PENTECOSTE-CEARÁ : Por uma campanha sem baixaria

Adversário político em meu dicionário não é sinônimo de inimigo.

 
Divirjo de ideias, de propostas, de entendimento, de posicionamentos ideológicos, filosóficos e religiosos. Discordância e concordância são palavras cognatas que derivam de uma mesma origem etimológica. Discordo, sou convencido, concordo.
Pelo diálogo é possível transformar um adversário em aliado; é possível convencer um eleitor a abraçar sua causa; é possível estabelecer consenso em torno de um projeto de interesse comum: o bem-estar social, econômico e financeiro de todos.
A escolha do prefeito não acontece em uma arena entre gladiadores.

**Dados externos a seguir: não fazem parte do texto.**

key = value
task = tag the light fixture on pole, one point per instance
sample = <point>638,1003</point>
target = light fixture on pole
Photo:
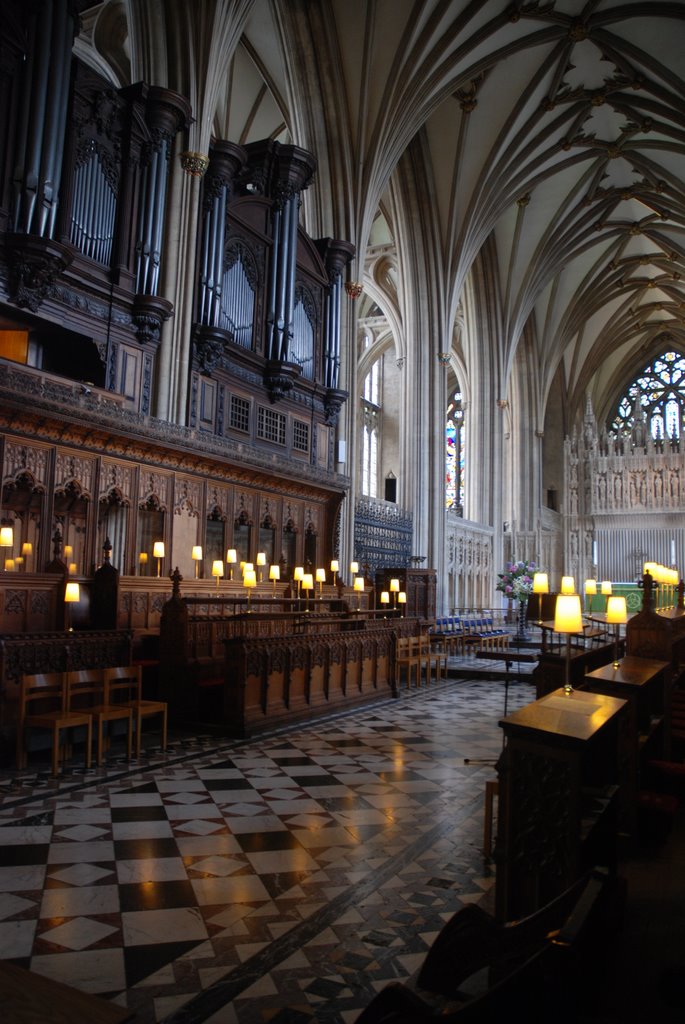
<point>568,620</point>
<point>394,590</point>
<point>541,585</point>
<point>616,613</point>
<point>307,586</point>
<point>6,541</point>
<point>249,582</point>
<point>72,596</point>
<point>158,552</point>
<point>231,558</point>
<point>297,577</point>
<point>217,570</point>
<point>274,573</point>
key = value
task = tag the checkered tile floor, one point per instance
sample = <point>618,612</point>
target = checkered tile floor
<point>285,879</point>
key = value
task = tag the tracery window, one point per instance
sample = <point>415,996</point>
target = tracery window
<point>454,454</point>
<point>659,392</point>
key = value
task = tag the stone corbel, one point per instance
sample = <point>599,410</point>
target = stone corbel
<point>35,263</point>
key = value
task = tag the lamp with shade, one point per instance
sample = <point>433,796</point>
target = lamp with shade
<point>217,570</point>
<point>231,558</point>
<point>274,574</point>
<point>298,572</point>
<point>7,541</point>
<point>27,553</point>
<point>307,586</point>
<point>249,582</point>
<point>541,585</point>
<point>568,620</point>
<point>158,552</point>
<point>72,596</point>
<point>394,590</point>
<point>616,614</point>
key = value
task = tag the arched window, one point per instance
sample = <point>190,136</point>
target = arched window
<point>454,455</point>
<point>659,392</point>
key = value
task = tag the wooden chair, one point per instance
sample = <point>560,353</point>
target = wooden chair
<point>123,685</point>
<point>85,691</point>
<point>43,706</point>
<point>408,656</point>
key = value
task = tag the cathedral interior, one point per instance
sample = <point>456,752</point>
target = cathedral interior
<point>316,316</point>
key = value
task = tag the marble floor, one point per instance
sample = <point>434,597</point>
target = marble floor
<point>284,879</point>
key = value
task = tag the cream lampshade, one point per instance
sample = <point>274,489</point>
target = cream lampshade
<point>158,552</point>
<point>394,590</point>
<point>567,619</point>
<point>217,570</point>
<point>274,574</point>
<point>616,613</point>
<point>72,596</point>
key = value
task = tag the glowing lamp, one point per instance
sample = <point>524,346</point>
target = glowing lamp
<point>567,619</point>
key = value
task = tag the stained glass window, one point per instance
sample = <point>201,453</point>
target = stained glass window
<point>454,455</point>
<point>659,393</point>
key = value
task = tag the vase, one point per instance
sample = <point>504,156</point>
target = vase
<point>521,622</point>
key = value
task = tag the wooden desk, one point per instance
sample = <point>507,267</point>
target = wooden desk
<point>30,998</point>
<point>644,684</point>
<point>559,780</point>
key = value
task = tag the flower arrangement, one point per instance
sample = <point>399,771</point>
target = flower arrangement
<point>516,581</point>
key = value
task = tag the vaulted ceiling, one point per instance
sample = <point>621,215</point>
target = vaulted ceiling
<point>553,132</point>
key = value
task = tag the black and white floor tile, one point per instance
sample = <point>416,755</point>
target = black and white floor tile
<point>285,879</point>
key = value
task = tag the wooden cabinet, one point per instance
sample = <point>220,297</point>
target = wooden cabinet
<point>560,774</point>
<point>644,684</point>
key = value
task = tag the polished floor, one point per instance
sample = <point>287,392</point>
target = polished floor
<point>285,879</point>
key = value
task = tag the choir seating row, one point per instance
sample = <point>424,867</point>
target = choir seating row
<point>418,657</point>
<point>88,698</point>
<point>474,632</point>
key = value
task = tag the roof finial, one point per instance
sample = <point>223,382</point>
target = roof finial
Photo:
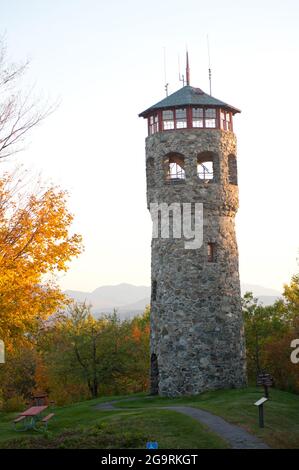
<point>187,69</point>
<point>210,70</point>
<point>165,79</point>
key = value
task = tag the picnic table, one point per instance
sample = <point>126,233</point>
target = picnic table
<point>30,418</point>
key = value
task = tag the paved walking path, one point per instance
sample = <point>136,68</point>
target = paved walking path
<point>237,437</point>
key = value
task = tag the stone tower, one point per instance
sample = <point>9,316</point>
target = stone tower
<point>197,340</point>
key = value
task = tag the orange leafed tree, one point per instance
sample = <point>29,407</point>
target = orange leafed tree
<point>35,243</point>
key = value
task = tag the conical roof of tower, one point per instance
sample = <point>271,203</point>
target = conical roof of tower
<point>188,95</point>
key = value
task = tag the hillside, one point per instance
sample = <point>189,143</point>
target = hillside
<point>139,418</point>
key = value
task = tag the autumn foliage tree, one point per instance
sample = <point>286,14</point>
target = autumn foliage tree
<point>35,243</point>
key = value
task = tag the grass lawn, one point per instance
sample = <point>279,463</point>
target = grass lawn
<point>236,406</point>
<point>83,426</point>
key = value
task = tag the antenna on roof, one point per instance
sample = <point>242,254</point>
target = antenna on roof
<point>165,79</point>
<point>210,70</point>
<point>187,68</point>
<point>181,77</point>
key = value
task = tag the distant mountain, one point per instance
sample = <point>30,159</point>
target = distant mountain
<point>265,295</point>
<point>130,300</point>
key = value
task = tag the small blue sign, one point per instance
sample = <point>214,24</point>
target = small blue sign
<point>152,445</point>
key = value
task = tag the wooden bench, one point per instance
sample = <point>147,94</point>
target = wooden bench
<point>18,419</point>
<point>47,418</point>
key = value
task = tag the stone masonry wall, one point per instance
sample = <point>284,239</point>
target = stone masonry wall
<point>196,321</point>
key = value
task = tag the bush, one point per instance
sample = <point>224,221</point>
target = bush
<point>14,404</point>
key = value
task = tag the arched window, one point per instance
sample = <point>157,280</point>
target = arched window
<point>150,171</point>
<point>174,167</point>
<point>154,375</point>
<point>205,166</point>
<point>232,170</point>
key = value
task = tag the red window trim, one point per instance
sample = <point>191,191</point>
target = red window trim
<point>189,118</point>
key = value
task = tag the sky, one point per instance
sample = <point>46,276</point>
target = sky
<point>104,63</point>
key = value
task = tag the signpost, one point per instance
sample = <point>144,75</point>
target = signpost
<point>2,352</point>
<point>266,380</point>
<point>260,405</point>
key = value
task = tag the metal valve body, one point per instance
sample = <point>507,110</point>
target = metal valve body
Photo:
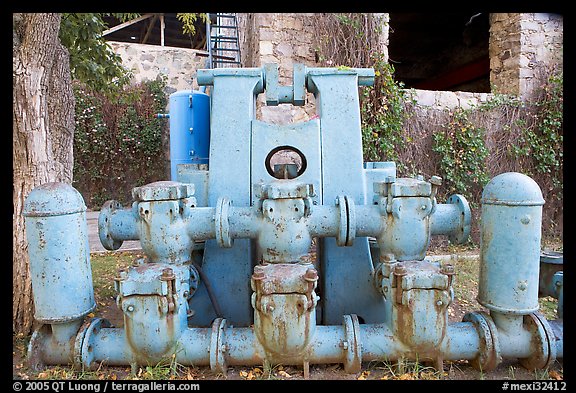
<point>318,260</point>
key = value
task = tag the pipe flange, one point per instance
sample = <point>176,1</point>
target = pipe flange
<point>351,209</point>
<point>460,235</point>
<point>218,347</point>
<point>351,345</point>
<point>543,342</point>
<point>222,222</point>
<point>40,335</point>
<point>84,343</point>
<point>347,221</point>
<point>489,355</point>
<point>104,219</point>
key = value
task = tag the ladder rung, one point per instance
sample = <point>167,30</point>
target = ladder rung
<point>222,38</point>
<point>223,26</point>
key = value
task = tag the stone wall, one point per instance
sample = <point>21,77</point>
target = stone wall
<point>285,39</point>
<point>521,46</point>
<point>449,99</point>
<point>148,61</point>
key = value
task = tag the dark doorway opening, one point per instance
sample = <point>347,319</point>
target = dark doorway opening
<point>441,51</point>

O vencedor não será aquele que tem a torcida mais estridente e muito menos aquele que mais mente, difama, ataca, critica e menos se compromete com a cidade e sua população.  Os cidadãos e cidadãs votantes querem propostas e motivos para acreditar em seus proponentes.
 Essa fase é marcada por visitas às comunidades, interação com lideranças populares, excesso de ingestão de café, reuniões e, claro, muitos abraços afetuosos e os tradicionais tapinhas nas costas. 
É tempo de eleição e eleição é sempre um espetáculo democrático que não garante a escolha de um gestor comprometido com os postulados da democracia. O bom da eleição é a campanha eleitoral. Gente na rua, carro de som, reuniões, palestras, discursos, panfletos, santinhos, promessas. Todos os candidatos tiram da cartola a solução mágica para todo e qualquer problema que afeta a população. Uma panaceia!
Cabos eleitorais mais afoitos não se limitam a destacar as virtudes de seus candidatos, gostam mesmo é de realçar os defeitos dos adversários. E todo adversário é um poço sem fim de defeitos. Se o adversário é candidato à reeleição, logo alguém grita: não fez nada, foi um anátema. Não merece continuar.
Se o adversário é novato na política, então é inexperiente, imaturo e despreparado para exercer o cargo que disputa. O candidato geralmente é confundido com seus apoiadores, como se o naufrago pudesse escolher o tipo de embarcação para salvá-lo.
Alguém já disse que na guerra e na política o primeiro a morrer é a verdade. Mas também já foi dito ser possível votar e defender um candidato sem ser coveiro da verdade.